In the documentary, An Elephant Never Forgets, comedian Joe Keogh illustrates the uncomfortable – but much needed – truth behind the elephant trade. Following the footsteps of British tourists in Thailand as they encounter Asian elephants, the documentary seeks to expose what occurs during training routines. Viewers are given the opportunity to view the living and working conditions of captive elephants. Check it out…
Most tourists are unaware of the abuse that elephants face when placed in captivity. After all, who really knows what an elephant is feeling … especially when they “wag” their tails like happy dogs and wiggle their ears.
Mud, dust, and dirt act as makeshift sunscreens for elephant skin. Without this protective layer of sunscreen, elephants are prone to sunburns and blisters – especially when they spend long days out in the sun with little rest or time in the shade.
When serving for the elephant trekking industry, Asian elephants are not offered the chance to bathe themselves in their mud sunscreen.

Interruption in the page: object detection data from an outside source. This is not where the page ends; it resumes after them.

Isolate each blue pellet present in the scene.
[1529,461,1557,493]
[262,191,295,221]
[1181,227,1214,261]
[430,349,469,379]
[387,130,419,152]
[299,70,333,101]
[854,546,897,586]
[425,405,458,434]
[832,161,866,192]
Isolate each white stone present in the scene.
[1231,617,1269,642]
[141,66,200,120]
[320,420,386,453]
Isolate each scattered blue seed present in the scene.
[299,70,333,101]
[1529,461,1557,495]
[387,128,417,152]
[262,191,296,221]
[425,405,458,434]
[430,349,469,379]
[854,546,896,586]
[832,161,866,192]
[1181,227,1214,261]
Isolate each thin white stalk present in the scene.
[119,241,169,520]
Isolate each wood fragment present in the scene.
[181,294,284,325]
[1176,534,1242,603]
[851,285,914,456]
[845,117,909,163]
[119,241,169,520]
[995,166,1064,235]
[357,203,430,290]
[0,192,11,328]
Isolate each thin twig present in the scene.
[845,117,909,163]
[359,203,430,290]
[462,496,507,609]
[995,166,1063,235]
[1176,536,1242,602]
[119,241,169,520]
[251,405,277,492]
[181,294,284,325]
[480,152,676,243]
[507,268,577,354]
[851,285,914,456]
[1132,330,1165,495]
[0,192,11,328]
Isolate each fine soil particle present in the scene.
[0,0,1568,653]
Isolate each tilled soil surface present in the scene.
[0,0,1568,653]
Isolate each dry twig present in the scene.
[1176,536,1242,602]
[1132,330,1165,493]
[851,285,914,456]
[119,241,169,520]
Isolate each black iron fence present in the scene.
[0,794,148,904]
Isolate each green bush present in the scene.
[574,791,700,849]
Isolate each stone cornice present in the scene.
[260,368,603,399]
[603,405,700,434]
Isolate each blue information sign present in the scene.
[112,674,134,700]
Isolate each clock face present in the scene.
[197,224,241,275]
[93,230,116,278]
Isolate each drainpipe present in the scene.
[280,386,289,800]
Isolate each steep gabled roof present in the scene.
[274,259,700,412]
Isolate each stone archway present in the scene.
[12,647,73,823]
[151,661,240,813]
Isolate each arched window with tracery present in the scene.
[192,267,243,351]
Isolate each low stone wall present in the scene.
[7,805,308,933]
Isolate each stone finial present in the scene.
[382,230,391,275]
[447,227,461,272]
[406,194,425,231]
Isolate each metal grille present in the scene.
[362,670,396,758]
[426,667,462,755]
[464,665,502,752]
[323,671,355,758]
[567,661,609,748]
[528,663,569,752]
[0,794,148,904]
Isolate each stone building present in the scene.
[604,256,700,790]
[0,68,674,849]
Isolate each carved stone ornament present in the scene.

Elephants are also expected to go long periods of time without eating so that they can carry larger quantities of customers during the day. It must be excruciating to carry around multiple people with a hot sunburn and an empty tummy…
Mahouts are elephant trainers who are considered to hold the “closest” relationships with calves. This, however, doesn’t say much about the abuse inflicted upon Asian elephants. Mahouts use elephants for profit in elephant trekking tours, painting shows, and street begging.
Elephants form close relationships with other family members – especially the bond between an elephant mother and her calf. Calves will stay with their mothers for around 16 years, but the elephant tourism business shatters this bond at the ripe age of six months.
Mahouts are responsible for training elephants for the sake of profit. In their eyes, the easiest way to train the pachyderms is to beat them into submission. The bull hook (a sharp metal hook attached to a long pole used to poke into animal flesh) is the popular weapon of choice in this industry as painful strikes can deter any elephant from “misbehaving.” These sharp tools are inserted into the delicate ear tissue and allow the mahout to force elephants to “play” in the ocean, and perform other unnatural, painful feats.
Elephants are incredibly social, and prefer the company of several other individuals to interact with. In Thailand’s tourism industry, elephants are chained to gates or concrete floors and are unable to reach their fellow prison-mates. Left to lead a life in pain, fear, and solitude all for the purpose of entertaining unassuming customers.
Cruelty-Free Ways to Enjoy Elephants
For all of you pachyderm lovers who would still like the opportunity to view elephants WITHOUT the abuse, have no fear! There are alternatives to Thailand’s elephant tours. Several sanctuaries exist worldwide that specialize in elephant care (ie. Boon Lott’s Elephant Sanctuary and the Surin Project). Just remember to do your research on prospective facilities and sanctuaries, and be sure to follow the “Five Freedoms” to ensure a healthy, pain-free elephant experience.